Eine andere Autowirtschaft ist möglich

nd-Serie »Die Linke – vorwärts oder vorbei?«: Sozialökologische Wege aus der Krise der Fahrzeugindustrie

  • Thomas Goes
  • Lesedauer: 8 Min.
Das jahrzehntelange Modell der deutschen Autoindustrie ist weder ökologisch sinnvoll noch eine zukunftsträchtige Erfolgsstrategie.
Das jahrzehntelange Modell der deutschen Autoindustrie ist weder ökologisch sinnvoll noch eine zukunftsträchtige Erfolgsstrategie.

Große Erleichterung empfand man bei der IG Metall, als kurz vor Weihnachten im Ringen mit dem VW-Konzern ein gangbarer Kompromiss erreicht wurde. Werksschließungen wurden abgewehrt. Beschäftigte verzichten kurzfristig auf Lohnerhöhungen, das Geld fließt in einen Zukunftsfonds, aus dem Personalübergänge bezahlt werden.

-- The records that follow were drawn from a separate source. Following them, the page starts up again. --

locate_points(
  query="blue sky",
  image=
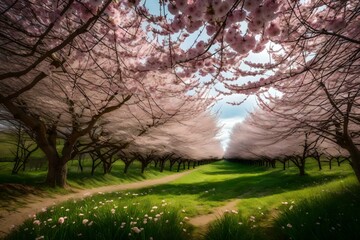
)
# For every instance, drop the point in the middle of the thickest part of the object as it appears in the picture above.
(229, 114)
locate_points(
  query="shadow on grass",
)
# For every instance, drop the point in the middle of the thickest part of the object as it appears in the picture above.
(225, 167)
(255, 185)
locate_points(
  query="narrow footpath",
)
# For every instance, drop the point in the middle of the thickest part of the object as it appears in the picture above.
(11, 219)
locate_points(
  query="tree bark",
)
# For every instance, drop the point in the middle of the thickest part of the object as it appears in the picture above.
(355, 159)
(57, 172)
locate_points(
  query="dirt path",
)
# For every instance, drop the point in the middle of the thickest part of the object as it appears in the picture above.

Entlassungen wurden so abgewendet, bis 2030 werden aber sozialverträglich dennoch 35 000 Stellen in Deutschland abgebaut. Man könnte sagen: Die Belegschaft ist dank der IG Metall noch mal mit einem blauen Auge davongekommen. Aber der »beispiellose Tarifkampf«, von dem die Gewerkschaft sprach, verweist auf grundlegendere Probleme des Konzerns und der deutschen Automobilindustrie.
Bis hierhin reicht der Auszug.